Saturday, November 20, 2010

Likelihood of an evolutionary tree



Calculating the likelihood of a particular phylogenetic tree sounds complicated and it's easy to get lost in the details, but is really just a matter of bookkeeping. That's why we have computers! This example is taken from my all-time favorite Bioinformatics textbook (Higgs & Attwood).

Let's work with the tree shown above. We're considering one particular site in a sequence alignment from a set of OTUs (operational taxonomic units), where the observed nucleotides are as shown. The identities of the internal nodes are unknown and each could be any one of the four nucleotides. (I've shown the same tree several times at different places in the post for reference).

Consider first the node labeled X. In general, the branches from X to A and from X to G may be different in length. Suppose the first one is described by t1 and the second by t2.

We have a particular model of sequence evolution for this site, encapsulated in a transition-probability matrix (as discussed here), which allows us to calculate the probabilities for all 4 possibilities with no change:

PAA, PCC..

and all 12 possible changes:

PAC, PAG, PAT..

The identity of X isn't known, it might be any of {A,C,G,T}. Starting with A, then we can calculate the probabilities for the two branches as:

PAA(t1)
PAG(t2)

The probability of the observed data for both of these two terminal nodes with the model that X = A, is the likelihood that X = A, given the data. Namely:

L(X=A) = PAA(t1) PAG(t2)


In the same way:

L(X=C) = PCA(t1) PCG(t2)
L(X=G) = PGA(t1) PGG(t2)
L(X=T) = PTA(t1) PTG(t2)

Of course, the total probability for X = {A,C,G,T} is the sum:

Σ PNA(t1) PNG(t2)
N = {A,C,G,T}

which has to equal 1, since X must be one of the four nucleotides.

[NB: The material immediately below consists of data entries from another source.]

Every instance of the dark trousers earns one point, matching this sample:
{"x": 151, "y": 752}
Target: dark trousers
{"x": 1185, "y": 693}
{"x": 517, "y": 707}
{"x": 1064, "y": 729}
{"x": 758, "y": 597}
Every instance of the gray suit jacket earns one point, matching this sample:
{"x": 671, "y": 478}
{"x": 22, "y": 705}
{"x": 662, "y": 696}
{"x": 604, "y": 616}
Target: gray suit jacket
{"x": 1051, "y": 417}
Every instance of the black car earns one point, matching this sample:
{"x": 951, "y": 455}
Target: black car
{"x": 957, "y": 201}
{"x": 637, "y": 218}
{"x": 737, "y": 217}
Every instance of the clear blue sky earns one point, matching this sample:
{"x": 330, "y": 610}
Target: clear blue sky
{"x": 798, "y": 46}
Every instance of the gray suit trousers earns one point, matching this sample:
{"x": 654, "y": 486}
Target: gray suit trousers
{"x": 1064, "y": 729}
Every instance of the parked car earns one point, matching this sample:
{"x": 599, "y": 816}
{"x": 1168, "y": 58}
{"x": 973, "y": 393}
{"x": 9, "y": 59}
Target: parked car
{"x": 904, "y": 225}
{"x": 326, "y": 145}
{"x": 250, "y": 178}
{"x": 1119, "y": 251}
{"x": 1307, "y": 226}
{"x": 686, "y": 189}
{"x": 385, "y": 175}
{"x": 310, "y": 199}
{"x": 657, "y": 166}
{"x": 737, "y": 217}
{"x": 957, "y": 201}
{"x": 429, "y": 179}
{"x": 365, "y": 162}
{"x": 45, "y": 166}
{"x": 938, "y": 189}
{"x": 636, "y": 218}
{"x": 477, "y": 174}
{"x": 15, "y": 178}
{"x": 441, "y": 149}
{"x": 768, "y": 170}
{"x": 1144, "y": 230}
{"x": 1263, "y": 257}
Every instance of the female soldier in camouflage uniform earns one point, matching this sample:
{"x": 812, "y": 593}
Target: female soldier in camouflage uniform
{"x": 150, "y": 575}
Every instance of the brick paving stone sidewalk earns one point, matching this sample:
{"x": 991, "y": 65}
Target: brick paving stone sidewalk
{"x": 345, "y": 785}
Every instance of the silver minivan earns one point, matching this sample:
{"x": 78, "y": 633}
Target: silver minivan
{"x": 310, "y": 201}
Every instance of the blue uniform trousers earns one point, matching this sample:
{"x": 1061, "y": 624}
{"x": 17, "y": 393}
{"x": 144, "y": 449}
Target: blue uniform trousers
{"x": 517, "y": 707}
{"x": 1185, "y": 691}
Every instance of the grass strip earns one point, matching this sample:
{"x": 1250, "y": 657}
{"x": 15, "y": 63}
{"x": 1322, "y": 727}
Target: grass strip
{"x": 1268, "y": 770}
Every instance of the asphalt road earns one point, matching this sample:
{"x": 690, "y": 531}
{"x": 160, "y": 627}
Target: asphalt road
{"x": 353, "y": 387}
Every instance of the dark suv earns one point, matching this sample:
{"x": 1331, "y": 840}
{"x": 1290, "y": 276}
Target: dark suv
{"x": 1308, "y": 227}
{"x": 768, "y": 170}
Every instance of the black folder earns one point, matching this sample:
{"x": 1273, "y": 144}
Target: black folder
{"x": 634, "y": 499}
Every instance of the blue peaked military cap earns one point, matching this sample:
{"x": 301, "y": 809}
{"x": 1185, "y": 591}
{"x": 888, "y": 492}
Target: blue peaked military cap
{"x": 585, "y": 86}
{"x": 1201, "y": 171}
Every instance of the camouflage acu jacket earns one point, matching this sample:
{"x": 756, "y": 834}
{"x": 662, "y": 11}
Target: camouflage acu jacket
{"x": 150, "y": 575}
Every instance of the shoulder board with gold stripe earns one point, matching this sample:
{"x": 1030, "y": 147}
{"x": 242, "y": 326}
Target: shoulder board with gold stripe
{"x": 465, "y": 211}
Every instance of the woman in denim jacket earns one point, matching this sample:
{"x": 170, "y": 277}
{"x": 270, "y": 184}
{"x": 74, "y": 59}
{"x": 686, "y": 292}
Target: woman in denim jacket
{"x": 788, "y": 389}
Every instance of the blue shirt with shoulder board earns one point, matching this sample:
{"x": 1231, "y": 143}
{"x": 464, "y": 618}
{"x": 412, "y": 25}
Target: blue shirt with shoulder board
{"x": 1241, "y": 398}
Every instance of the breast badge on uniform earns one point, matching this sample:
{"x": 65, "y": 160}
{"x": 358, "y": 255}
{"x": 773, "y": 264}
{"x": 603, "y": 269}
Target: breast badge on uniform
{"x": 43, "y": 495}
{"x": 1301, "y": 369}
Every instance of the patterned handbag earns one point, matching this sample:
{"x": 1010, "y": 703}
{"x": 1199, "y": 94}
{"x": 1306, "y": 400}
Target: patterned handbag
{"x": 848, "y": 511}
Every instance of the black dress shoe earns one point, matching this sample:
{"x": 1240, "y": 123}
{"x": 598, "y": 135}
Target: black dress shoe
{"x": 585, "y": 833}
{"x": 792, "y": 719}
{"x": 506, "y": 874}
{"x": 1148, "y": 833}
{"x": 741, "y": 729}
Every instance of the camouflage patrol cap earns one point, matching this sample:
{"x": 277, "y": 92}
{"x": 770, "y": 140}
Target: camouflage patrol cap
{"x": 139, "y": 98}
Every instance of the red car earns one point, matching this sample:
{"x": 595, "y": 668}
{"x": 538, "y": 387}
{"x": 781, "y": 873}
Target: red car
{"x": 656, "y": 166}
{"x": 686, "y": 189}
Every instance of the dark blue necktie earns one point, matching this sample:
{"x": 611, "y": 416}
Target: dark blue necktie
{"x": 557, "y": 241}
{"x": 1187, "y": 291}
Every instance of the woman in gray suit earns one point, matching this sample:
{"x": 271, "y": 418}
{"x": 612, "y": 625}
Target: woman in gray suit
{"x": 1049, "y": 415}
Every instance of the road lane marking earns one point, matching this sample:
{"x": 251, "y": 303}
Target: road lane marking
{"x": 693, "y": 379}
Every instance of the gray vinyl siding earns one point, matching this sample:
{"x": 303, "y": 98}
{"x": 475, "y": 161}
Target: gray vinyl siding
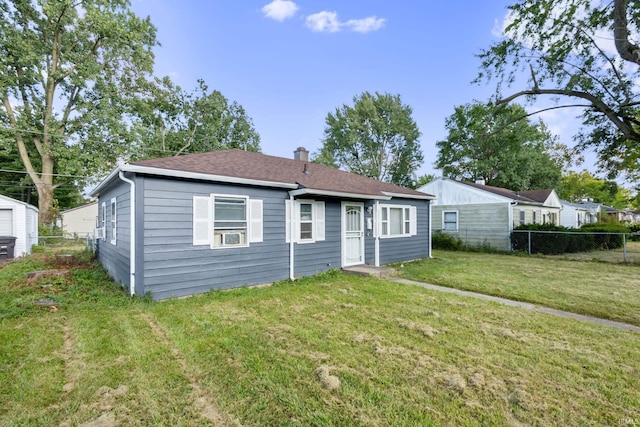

Repeated multiplication leads to various difficulties which are avoided by using logarithms. So typically we would talk about the log likelihood, for example the log of L(X=C). All of the calculations shown below as multiplications would be done in practice by adding the logarithm of each term.

Working up the tree





Now consider node Y and its branch to X, with a branch length described by t3.

We can calculate the probabilty for any choice of nucleotides (say, Y = A, X = C) in the same way as before. For this choice it is:

PAC(t3) PCA(t1) PCG(t2)

It can also be written using the expression for likelihood L(X=C) as:

PAC(t3) L(X=C)

Stick with probabilities for a moment.

There are 16 possible paths here. Suppose Y = M and X = N, where both M and N are in the set {A,C,G,T}. Then there are 16 terms like:

PMN(t3) PNA(t1) PNG(t2)

This is only for the left-hand clade. We usually talk about the tree as if it were rotated with Z at the top and Y on the left, but it's easier to draw as shown. The probability for the right-hand branch from Y to G described by t4, is calculated for any particular choice of M = {A,C,G,T} as described in the first part:

PMG(t4)

So each of our 16 terms picks up an additional factor

PMG(t4) PMN(t3) PNA(t1) PNG(t2)

and the sum of the four terms involving Y=M (for a particular choice of M = A,C,G or T) is the likelihood L(Y=M).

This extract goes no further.